The current logic requires job steps to explicitly request the generic
resources (GRES, e.g. GPUs) to be allocated. This decision was based
upon users commonly running many job steps within a job allocation and
using different resources for each job step. If a job step inherits
all of the job's GRES by default, that would require job steps to
explicitly request no GRES if desired
(e.g. "srun --gres=gpu:0 ..."). This may not be the best design for
all users, but it is what exists today.
Moe
Quoting Carles Fenoy <[email protected]>:
Hi all,
We are considering using cgroups in a new GPU cluster, and I want to know
which is the current status of the devices part of the cgroups plugin.

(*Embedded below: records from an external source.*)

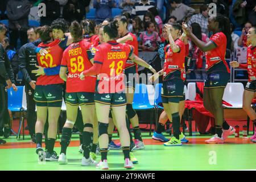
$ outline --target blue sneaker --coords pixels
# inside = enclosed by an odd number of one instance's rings
[[[154,132],[152,138],[154,140],[159,140],[163,142],[167,142],[168,141],[169,141],[169,139],[165,138],[162,133],[159,134],[155,131]]]
[[[186,137],[185,136],[185,135],[183,134],[183,133],[181,132],[180,135],[180,141],[181,142],[181,143],[188,143],[188,140],[186,139]]]
[[[109,143],[109,148],[112,150],[118,150],[121,148],[121,146],[118,146],[113,141],[111,141],[110,143]]]

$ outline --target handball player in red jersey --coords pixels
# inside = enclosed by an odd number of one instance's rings
[[[64,51],[60,71],[60,77],[67,82],[65,103],[67,121],[62,130],[60,144],[61,150],[59,162],[65,163],[67,148],[71,138],[73,128],[77,116],[77,109],[81,107],[84,121],[82,132],[82,149],[84,157],[82,166],[96,164],[96,162],[90,157],[92,146],[93,121],[96,119],[94,94],[96,77],[88,76],[81,80],[81,72],[92,67],[93,56],[90,51],[91,44],[84,41],[82,28],[76,21],[71,23],[69,31],[73,42]],[[68,75],[67,71],[68,69]]]
[[[115,41],[118,36],[117,21],[114,21],[104,27],[105,43],[97,47],[93,66],[80,74],[80,78],[97,75],[95,102],[96,114],[99,122],[99,144],[101,160],[96,166],[100,169],[108,169],[107,153],[108,146],[108,127],[110,106],[115,118],[122,150],[125,156],[125,168],[133,167],[130,160],[130,139],[126,125],[126,100],[125,92],[125,76],[123,71],[126,60],[135,60],[140,64],[155,71],[146,62],[133,53],[133,48],[126,44]]]
[[[181,139],[184,136],[181,136],[180,131],[180,118],[179,113],[184,93],[184,82],[181,74],[183,73],[182,70],[184,69],[185,64],[185,47],[183,42],[179,38],[179,34],[182,31],[180,24],[174,23],[166,24],[164,27],[170,43],[164,48],[164,68],[158,74],[150,77],[150,81],[154,81],[159,75],[163,75],[161,96],[164,111],[168,117],[172,118],[174,129],[174,136],[164,143],[164,145],[181,146]]]
[[[204,106],[215,119],[216,134],[205,140],[209,144],[223,143],[236,130],[224,118],[222,97],[229,81],[230,70],[225,57],[228,39],[230,39],[230,23],[228,18],[221,14],[208,19],[208,30],[213,35],[205,43],[198,39],[185,24],[183,28],[191,40],[203,52],[206,52],[207,78],[204,86]]]
[[[247,64],[239,64],[237,61],[231,61],[230,66],[246,69],[248,72],[248,82],[245,86],[243,96],[243,109],[253,121],[256,126],[256,114],[251,108],[251,101],[255,97],[256,91],[256,27],[249,29],[247,34],[247,40],[251,43],[247,48]],[[253,142],[256,142],[256,132],[250,138]]]

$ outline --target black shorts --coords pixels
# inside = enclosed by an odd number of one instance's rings
[[[95,102],[110,105],[112,106],[121,106],[126,105],[125,93],[95,93]]]
[[[133,66],[128,68],[125,68],[125,75],[126,77],[126,80],[125,81],[126,86],[132,88],[135,90],[136,84],[138,83],[138,74],[137,74],[136,72],[136,65],[134,64]]]
[[[34,100],[37,106],[61,107],[63,84],[36,85]]]
[[[92,92],[66,92],[65,102],[73,106],[94,104],[94,93]]]
[[[250,92],[256,91],[256,80],[253,80],[251,81],[248,81],[247,82],[246,86],[245,86],[245,90]]]
[[[184,82],[180,78],[175,78],[163,81],[161,96],[163,103],[179,103],[184,96]]]
[[[216,72],[207,74],[204,88],[207,89],[225,88],[230,80],[230,73]]]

We have also observed that the tasks, of a job requesting gres, that don't
request generic resources explicitly are not assigned any resources.
Example:
A job request 2 gpus with
sbatch --gres=gpu:1 --ntasks=2 --cpus-per-task=2 --wrap="env; srun env |
grep CUDA"
The first env shows:
CUDA_VISIBLE_DEVICES=0
although "srun env" shows:
CUDA_VISIBLE_DEVICES=NoDevFiles
CUDA_VISIBLE_DEVICES=NoDevFiles
Is this the expected behavior?
Maybe if a job request gres and its steps don't, slurmstepd should not
overwrite the job environment in:
gres_gpu.c(211):
} else {
/* The gres.conf file must identify specific device files
* in order to set the CUDA_VISIBLE_DEVICES env var */
env_array_overwrite(job_env_ptr,"CUDA_VISIBLE_DEVICES",
"NoDevFiles");
}
--
--
Carles Fenoy